DeepSeek's Latest LLM Pays Less Attention, So You Can Talk to It for Longer

"Sparse attention" feature trims unnecessary tokens in order to avoid overflowing the context window.

Chinese artificial intelligence firm DeepSeek has released its latest large language model, DeepSeek-V3.2-Exp — an "experimental version" that the company says includes a "sparse attention" mechanism, which can improve performance when given long inputs.

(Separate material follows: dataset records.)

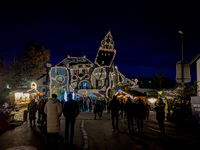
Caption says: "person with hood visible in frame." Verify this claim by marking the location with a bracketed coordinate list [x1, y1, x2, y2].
[28, 99, 37, 127]
[63, 94, 79, 145]
[109, 95, 120, 131]
[44, 94, 62, 148]
[155, 98, 165, 133]
[124, 97, 135, 133]
[94, 102, 101, 120]
[145, 102, 150, 120]
[135, 98, 146, 133]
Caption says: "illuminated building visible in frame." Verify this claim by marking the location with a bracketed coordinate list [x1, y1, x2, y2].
[44, 31, 126, 99]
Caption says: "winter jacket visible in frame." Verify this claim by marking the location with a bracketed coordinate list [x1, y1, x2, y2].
[135, 100, 146, 119]
[44, 98, 62, 133]
[124, 101, 135, 117]
[109, 99, 120, 115]
[63, 100, 79, 120]
[155, 102, 165, 121]
[28, 101, 37, 120]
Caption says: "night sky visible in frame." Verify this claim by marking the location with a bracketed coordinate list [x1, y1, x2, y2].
[0, 0, 200, 82]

"We are excited to announce the official release of DeepSeek-V3.2-Exp, an experimental version of our model," the company says of its latest release. "As an intermediate step toward our next-generation architecture, V3.2-Exp builds upon V3.1-Terminus by introducing DeepSeek Sparse Attention — a sparse attention mechanism designed to explore and validate optimizations for training and inference efficiency in long-context scenarios. This experimental release represents our ongoing research into more efficient transformer architectures, particularly focusing on improving computational efficiency when processing extended text sequences."

DeepSeek has an interesting selling point for its latest LLM: "sparse attention," which should improve performance for longer token streams. (📷: DeepSeek)

Large language models are the lifeblood of the current "artificial intelligence" boom, despite being entirely devoid of intelligence themselves. Trained on vast, and typically ill-gotten, troves of data with no regard for copyright or permission, they transform user-provided inputs into a stream of"tokens" and then return the most statistically-likely tokens required to continue the stream — which if you're asking a question means a response that looks like an answer, and if you're lucky may even be usable in place of the real thing.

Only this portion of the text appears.